I'm occasionally distracted as the dancer threads her way among the tables and into the dark bar, which is fronted by carved wood arches. The restaurant is lavishly decorated with folding screens, hanging mirrors and picture frames carved in the intricate and elaborate patterns unique to Moroccan woodwork. The wooden front door is an architectural antique imported from Morocco. The walls are painted in saffron-inspired reds and yellows, and the furniture includes oversize hand-carved armchairs.
There are two women in their early twenties seated in armchairs at the next table, and I'm impressed that they've ordered "Moroccan delicacy pie" as their appetizer. I got the pie on my first visit, and I think it's the coolest thing on the menu. It's a phyllo popover stuffed with sautéed lamb livers, sweetbreads, mountain oysters and vermicelli, seasoned with a sauce of saffron and ginger. The result is a fascinating stew of bold flavors and wild textures in a flaky pastry crust.
The waitress asks the women what they thought of the pie, and one of them says, "It was different." I ask her if she knows what a mountain oyster is (it's a calf's testicle). She says she doesn't want to know.

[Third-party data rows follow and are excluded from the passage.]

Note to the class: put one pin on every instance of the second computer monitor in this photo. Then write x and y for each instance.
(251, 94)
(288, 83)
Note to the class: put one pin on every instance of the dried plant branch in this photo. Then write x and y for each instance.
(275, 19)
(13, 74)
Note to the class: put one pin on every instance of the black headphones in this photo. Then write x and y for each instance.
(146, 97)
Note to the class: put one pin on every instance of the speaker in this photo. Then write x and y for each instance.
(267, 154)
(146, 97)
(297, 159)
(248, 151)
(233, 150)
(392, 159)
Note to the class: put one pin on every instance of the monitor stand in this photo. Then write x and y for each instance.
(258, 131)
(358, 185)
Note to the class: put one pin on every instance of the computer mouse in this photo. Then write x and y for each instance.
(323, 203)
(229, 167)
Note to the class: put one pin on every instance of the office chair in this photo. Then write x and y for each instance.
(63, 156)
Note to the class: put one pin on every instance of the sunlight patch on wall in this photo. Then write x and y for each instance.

Saffron's appetizer menu also includes an unusual dish of sautéed sweetbreads and crunchy fava beans in a tangy ginger gravy.
Organ meats (a.k.a. delicacies, variety meats, offal) are much in vogue lately. London chef Fergus Henderson's famous cookbook, The Whole Beast: Nose to Tail Eating, and its organ-friendly point of view are being championed in the United States by such culinary luminaries as Anthony Bourdain and Mario Batali. Batali, who is famous for using lamb's tongue, brain and other variety meats in his Italian cooking, says in a cover blurb that he shares Henderson's "disdain for the filet mignons and boneless chicken breasts of the world."

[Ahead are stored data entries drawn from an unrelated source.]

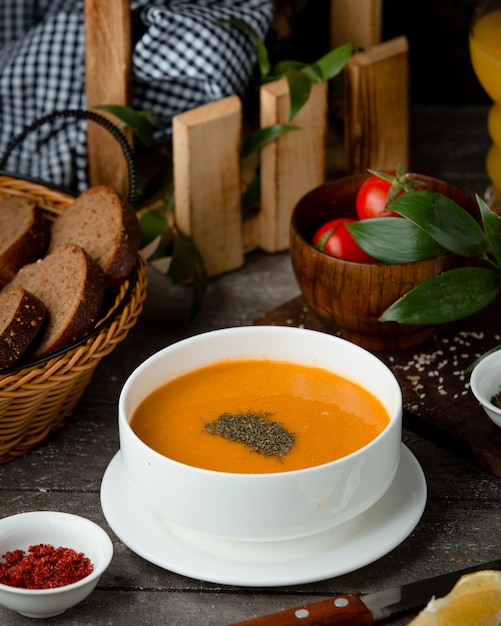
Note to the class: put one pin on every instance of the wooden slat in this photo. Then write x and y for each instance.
(207, 181)
(377, 107)
(356, 21)
(107, 81)
(291, 165)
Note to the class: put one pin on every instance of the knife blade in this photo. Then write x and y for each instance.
(360, 610)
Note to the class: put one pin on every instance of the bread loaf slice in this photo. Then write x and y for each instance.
(21, 318)
(24, 235)
(106, 227)
(71, 285)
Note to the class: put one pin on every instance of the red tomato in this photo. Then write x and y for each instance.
(335, 239)
(372, 198)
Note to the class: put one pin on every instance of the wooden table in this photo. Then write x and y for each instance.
(461, 522)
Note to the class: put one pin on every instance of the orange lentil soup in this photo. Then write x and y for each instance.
(319, 415)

It was the organ meats and such intriguing dishes as rabbit tagine that first attracted me to Saffron. And in my three visits, I've been impressed by the food. The Moroccan flavor signature -- a blend of cumin, garlic, ginger, cinnamon and, of course, saffron -- is rich and spicy without being especially piquant.

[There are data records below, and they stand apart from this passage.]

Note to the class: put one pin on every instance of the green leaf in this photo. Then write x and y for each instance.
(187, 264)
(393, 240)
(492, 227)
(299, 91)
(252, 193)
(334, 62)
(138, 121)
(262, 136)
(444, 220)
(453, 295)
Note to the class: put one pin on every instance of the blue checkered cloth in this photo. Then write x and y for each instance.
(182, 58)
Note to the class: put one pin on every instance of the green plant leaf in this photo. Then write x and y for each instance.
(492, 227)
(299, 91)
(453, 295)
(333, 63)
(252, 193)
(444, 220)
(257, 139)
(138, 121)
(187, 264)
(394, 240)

The tagines are perhaps the most interesting dishes on Saffron's menu. A tagine is a conical Moroccan clay pot with a chimneylike lid. Meats and stews are traditionally slow-cooked in these unglazed vessels. Eventually the clay absorbs some of the tastes of the spices and imparts a flavor of its own.
Saffron's chicken tagine, a braised stew of tender chicken, black olives, potatoes and zesty preserved lemon, is delicately flavored and yet wonderfully rich. The Cornish hen tagine is nearly identical, except you get the whole bird. If you like sweeter flavors, try the lamb tagine with caramelized onions and sun-dried apricots in ginger broth.
My daughter pounced on the doggie bag when I got home from Saffron one night. As she devoured the contents, I asked her which dish she preferred. Interestingly, she liked the rabbit tagine more than the lamb in cinnamon-almond sauce over couscous. But, of course, as she pulled the long, stringy chunks of white meat from the bones and dipped them in the green herb sauce, she thought she was eating chicken.
The couscous dishes at Saffron are problematic. Real Moroccan couscous is cooked in a perforated steamer called a kiskis in Arabic or a couscousière in French. The instant couscous found in boxes on the shelves of American grocery stores is made by adding hot water. But such instant couscous is to real couscous what Minute Rice is to real rice. While steamed couscous is fluffy and starchy, instant couscous has a gritty texture. If you use too much water, it turns into an unappealingly wet mess.